Das ist Denken: Es findet das Gute und vergisst sich selbst. Es ist Liebe in der Form der selbstlosen An­wendung auf ihr Objekt. Wenn wir mit unseren Gliedmaßen etwas vollkommen aufmerksam tun, durchlaufen wir einen ähnlichen Vorgang. Er stülpt uns um, sodass das Empfinden, «hier drinnen» zu sein (eingeschlossen in der Haut) und die Welt «dort draußen» (abseits von uns) zu erleben, für Augenblicke einem mehr ausgedehnten Zustand weicht. Wir treffen das oft bei Künstlern und Athleten an, die fühlen, dass ihr Tun weniger von ihnen selbst kommt als durch Teilnahme an dem Geschehen der Welt. Eugen Herrigel berichtet in seinem Buch Zen in der Kunst des Bogenschießens über seinen Zenmeister den Ausspruch: «Ich aber weiß, dass nicht ‹ich› es war, dem dieser Schuss angerechnet werden darf. ‹Es› hat geschossen und hat getroffen.»

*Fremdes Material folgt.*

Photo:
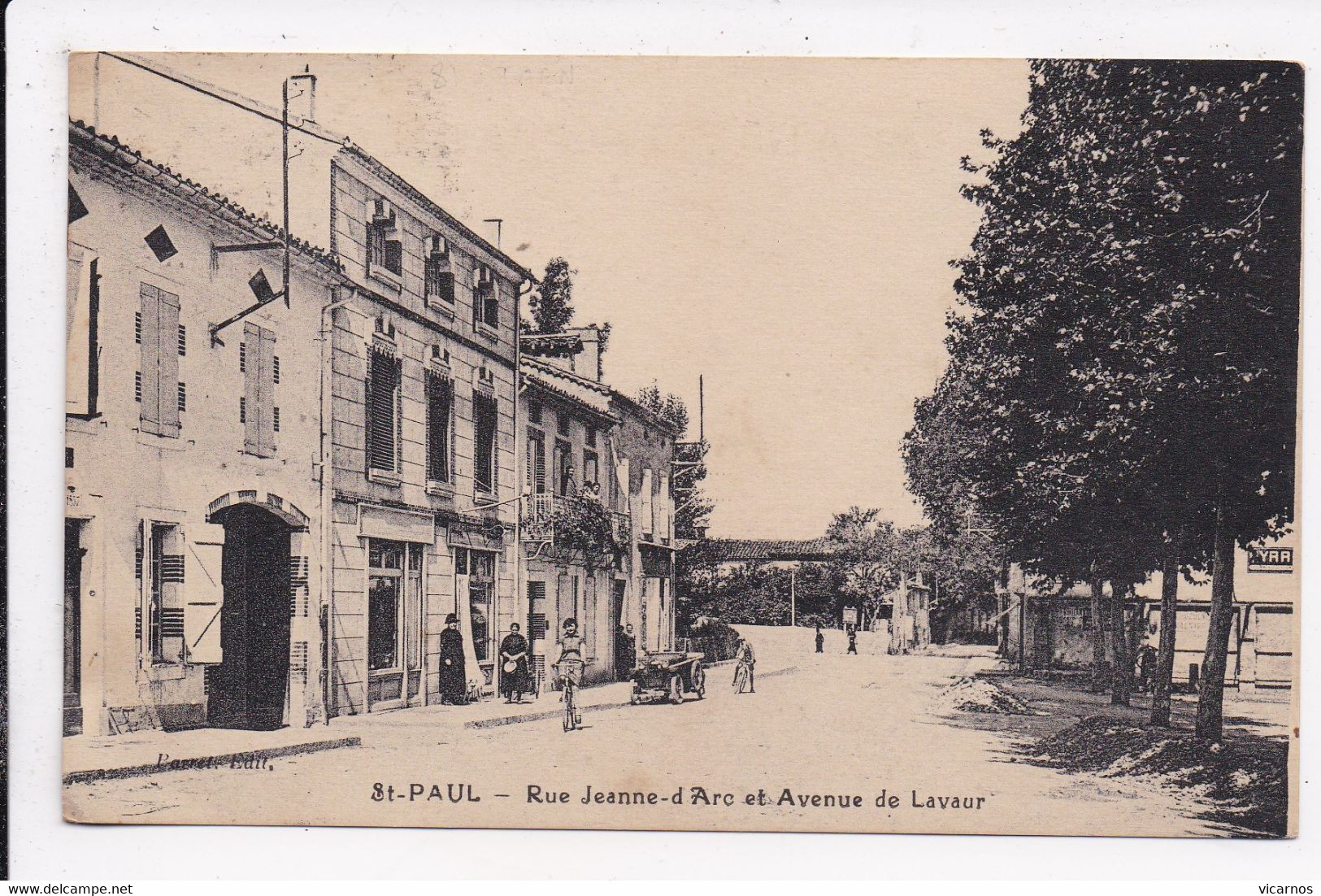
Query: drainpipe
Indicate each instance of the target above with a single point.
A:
(519, 476)
(325, 494)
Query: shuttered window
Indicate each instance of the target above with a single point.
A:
(440, 401)
(159, 335)
(382, 411)
(537, 462)
(258, 406)
(485, 415)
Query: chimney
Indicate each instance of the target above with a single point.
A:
(588, 361)
(302, 95)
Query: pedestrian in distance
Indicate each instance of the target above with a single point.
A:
(514, 673)
(454, 678)
(745, 663)
(625, 653)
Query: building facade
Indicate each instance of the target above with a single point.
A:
(424, 465)
(192, 502)
(1046, 627)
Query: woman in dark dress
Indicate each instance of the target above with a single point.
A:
(513, 657)
(454, 681)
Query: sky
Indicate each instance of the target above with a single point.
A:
(781, 228)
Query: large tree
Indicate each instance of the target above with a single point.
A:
(1122, 380)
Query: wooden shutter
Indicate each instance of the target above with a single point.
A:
(439, 402)
(150, 418)
(382, 384)
(251, 376)
(167, 353)
(648, 505)
(264, 393)
(204, 595)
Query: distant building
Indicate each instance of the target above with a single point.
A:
(192, 463)
(778, 554)
(1045, 627)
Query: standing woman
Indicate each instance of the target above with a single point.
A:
(454, 681)
(513, 657)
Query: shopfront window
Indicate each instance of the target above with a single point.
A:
(481, 587)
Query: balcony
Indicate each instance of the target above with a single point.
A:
(575, 522)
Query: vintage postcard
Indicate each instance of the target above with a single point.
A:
(676, 443)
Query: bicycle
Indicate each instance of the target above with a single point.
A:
(572, 718)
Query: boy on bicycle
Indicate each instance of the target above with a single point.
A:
(745, 659)
(571, 653)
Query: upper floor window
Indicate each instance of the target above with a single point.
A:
(82, 321)
(257, 406)
(485, 426)
(158, 380)
(439, 282)
(385, 250)
(440, 401)
(485, 298)
(384, 372)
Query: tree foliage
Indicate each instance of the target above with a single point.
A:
(551, 303)
(1123, 359)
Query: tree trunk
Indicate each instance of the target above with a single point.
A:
(1099, 668)
(1164, 676)
(1122, 680)
(1210, 702)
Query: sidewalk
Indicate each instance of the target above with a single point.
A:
(148, 752)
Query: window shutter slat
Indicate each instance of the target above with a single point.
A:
(150, 420)
(167, 384)
(251, 377)
(266, 393)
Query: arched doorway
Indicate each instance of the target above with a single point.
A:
(249, 688)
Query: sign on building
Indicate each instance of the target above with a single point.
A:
(1270, 559)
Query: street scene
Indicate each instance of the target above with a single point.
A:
(559, 443)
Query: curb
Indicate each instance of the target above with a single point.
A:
(206, 762)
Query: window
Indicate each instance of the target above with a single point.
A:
(258, 407)
(385, 594)
(564, 468)
(535, 462)
(159, 361)
(440, 401)
(385, 251)
(82, 314)
(591, 468)
(440, 279)
(485, 418)
(481, 585)
(485, 298)
(163, 592)
(382, 411)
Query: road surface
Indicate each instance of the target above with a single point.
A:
(828, 742)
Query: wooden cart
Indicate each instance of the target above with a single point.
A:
(669, 676)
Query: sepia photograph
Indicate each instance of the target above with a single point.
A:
(676, 443)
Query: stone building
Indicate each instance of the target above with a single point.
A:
(423, 418)
(192, 462)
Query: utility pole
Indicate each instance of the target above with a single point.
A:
(793, 598)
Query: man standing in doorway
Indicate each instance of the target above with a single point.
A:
(454, 681)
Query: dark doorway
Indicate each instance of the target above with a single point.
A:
(249, 688)
(73, 629)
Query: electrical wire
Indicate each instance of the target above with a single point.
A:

Die Fähigkeit, sich zu versenken, ist das Hauptmerkmal von dem, was Mihalyi Cziksentmihalyi «Fließen» nennt, d.h. der optimalen menschlichen Erfahrung. In jeder Art von Aktivität liegt die Möglichkeit, dass der Handelnde zu dieser Erfahrung kommt, und damit hängt ein großer Teil der Liebe zusammen, die Künstler für ihre Kunst, Athleten für ihren Sport und Studenten für ihre Fachrichtung haben. Umgekehrt ist Liebe zum Tun sehr wichtig, damit es zum «Fließen» wird.
Dieses Fließen ist Tun, und es bringt uns nahe an die Quellen von jeglicher Bewegung. In jeder Handlung, die mit voller Konzentration getan wird, geschieht das Wunder dieses grund­legenden Könnens erneut. Wir erfahren, dass der Wille etwas leisten kann, dass er unsere Gliedmaßen bewegen kann, dass er uns einerseits gegeben ist und uns andererseits dazu einlädt, über uns hinaus zu wachsen: das alles ist eine Form der Liebe.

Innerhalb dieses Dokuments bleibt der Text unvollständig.